CORRECTION: Closed-circuit TV video that purported to show the effects of the earthquake in Nepal -- and was published as such Monday in The Huffington Post -- had been posted online prior to its association with the Nepalese quake.
The video began circulating Saturday on various social media channels, but without the timestamp that is featured in the previous versions. Data associated with that footage is consistent with a location in the vicinity of Baja, California on April 4, 2010.
Northern Mexico experienced a magnitude 7.2 earthquake on that afternoon, which was felt as far off as Las Vegas and Los Angeles.

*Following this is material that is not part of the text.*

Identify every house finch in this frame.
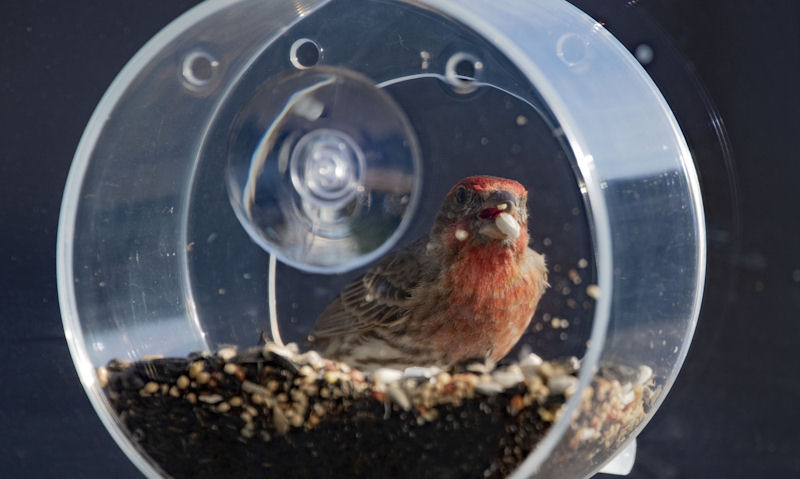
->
[309,176,548,371]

The footage shows a swimming pool erupting into violent waves, and a fixed camera rattling from the impact. The tremors last almost a full minute, forcing huge surges of water onto the pool deck.

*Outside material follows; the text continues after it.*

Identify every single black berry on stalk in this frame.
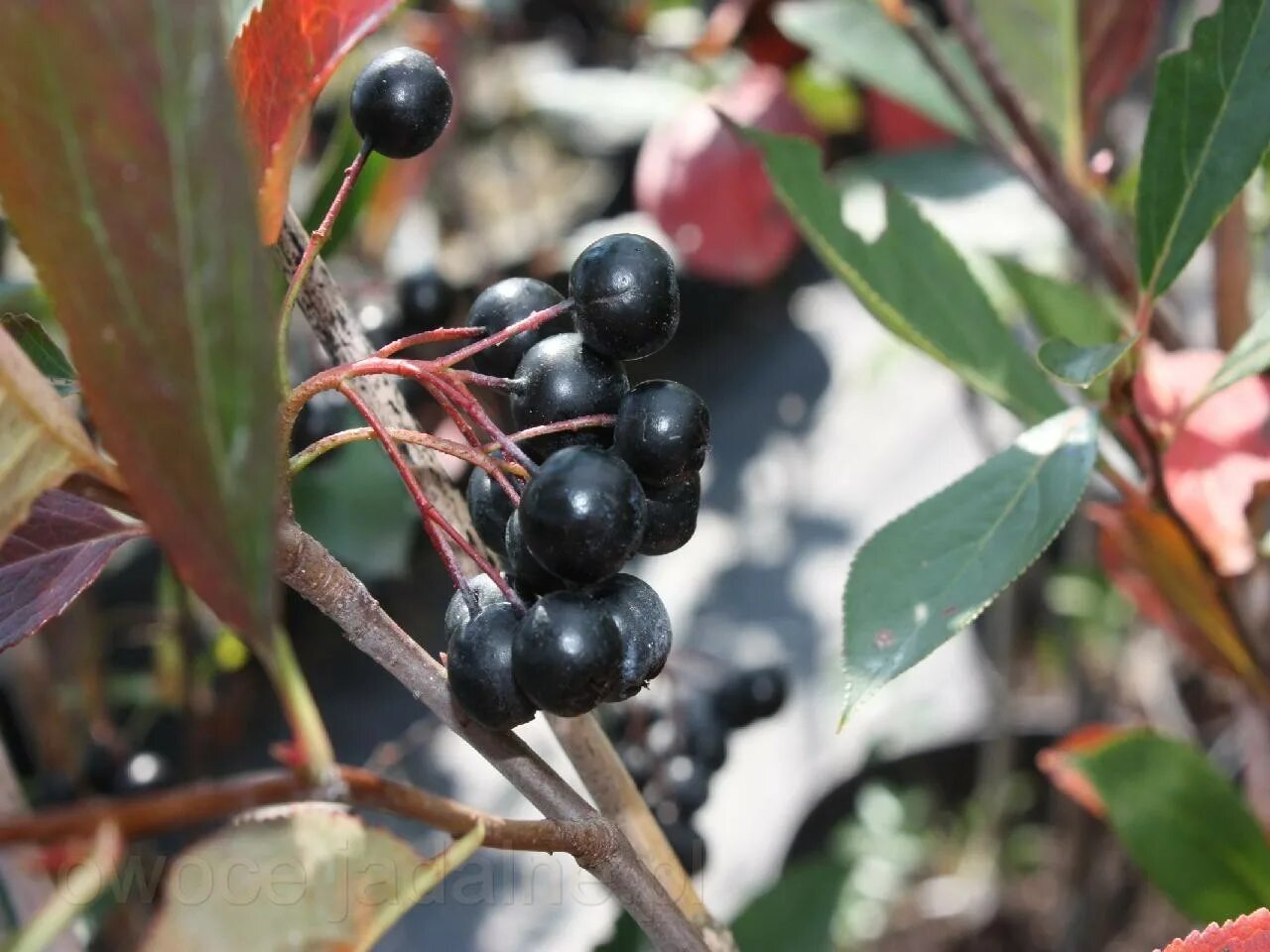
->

The misattributed video had been viewed more than 5 million times as of Monday afternoon, but does not in fact depict any location in Nepal, contrary to any suggestion below to that effect.

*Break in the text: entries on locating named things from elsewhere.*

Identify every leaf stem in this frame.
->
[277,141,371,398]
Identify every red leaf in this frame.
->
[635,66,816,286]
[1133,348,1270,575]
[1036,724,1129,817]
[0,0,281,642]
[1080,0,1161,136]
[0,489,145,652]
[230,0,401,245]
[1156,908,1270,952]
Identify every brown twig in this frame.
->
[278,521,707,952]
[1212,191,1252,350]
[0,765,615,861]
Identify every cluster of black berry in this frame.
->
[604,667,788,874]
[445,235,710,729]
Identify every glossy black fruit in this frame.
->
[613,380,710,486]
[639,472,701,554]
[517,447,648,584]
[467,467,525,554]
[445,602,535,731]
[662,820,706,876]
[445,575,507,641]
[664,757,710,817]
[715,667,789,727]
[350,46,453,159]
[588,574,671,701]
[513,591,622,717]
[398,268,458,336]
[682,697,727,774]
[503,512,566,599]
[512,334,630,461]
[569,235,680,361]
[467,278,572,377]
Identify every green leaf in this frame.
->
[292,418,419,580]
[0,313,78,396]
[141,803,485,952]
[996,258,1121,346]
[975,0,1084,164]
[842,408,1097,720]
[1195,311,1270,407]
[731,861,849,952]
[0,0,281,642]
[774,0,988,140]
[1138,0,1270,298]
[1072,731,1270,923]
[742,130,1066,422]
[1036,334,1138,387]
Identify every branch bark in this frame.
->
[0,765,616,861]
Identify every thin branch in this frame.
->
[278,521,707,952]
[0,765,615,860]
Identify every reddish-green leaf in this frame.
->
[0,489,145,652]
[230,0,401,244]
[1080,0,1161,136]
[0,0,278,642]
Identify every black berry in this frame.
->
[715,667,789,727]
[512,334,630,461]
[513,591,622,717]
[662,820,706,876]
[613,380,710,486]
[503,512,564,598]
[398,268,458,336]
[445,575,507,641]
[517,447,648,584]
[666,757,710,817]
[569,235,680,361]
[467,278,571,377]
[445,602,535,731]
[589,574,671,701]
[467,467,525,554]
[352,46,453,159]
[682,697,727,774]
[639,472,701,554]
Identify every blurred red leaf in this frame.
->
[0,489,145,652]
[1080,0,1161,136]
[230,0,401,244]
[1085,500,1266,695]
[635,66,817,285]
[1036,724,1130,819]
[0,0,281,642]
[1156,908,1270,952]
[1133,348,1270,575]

A closed-circuit TV video purporting to capture the earthquake in Nepal that has claimed thousands of lives and left a dire humanitarian crisis has emerged online, and shows the terrifying force of the disaster.
In the footage, the swimming pool of what is claimed to be a hotel in Nepal's capital erupts into violent waves, and the fixed camera rattles from the impact. The tremors last almost a full minute, as the power of the 7.8 magnitude earthquake can be seen forcing huge surges of the water onto the pool deck.
Posted on Facebook on Saturday night by Amlesh Singh, the video was viewed more than 5 million times as of Monday afternoon. It offers perhaps another terrifying scene from the worst earthquake to hit Nepal in over 80 years, with a death toll of more than 4,000 that is expected to rise.
The WorldPost could not independently verify the video, and Singh did not immediately respond to a request for comment.
Aid agencies and government officials are scrambling to deliver relief to victims of the quake, which include over a million children who are said to have been severely affected. An international response is on its way as well, with U.S. military personnel due to arrive on Monday and other nations also pledging their support.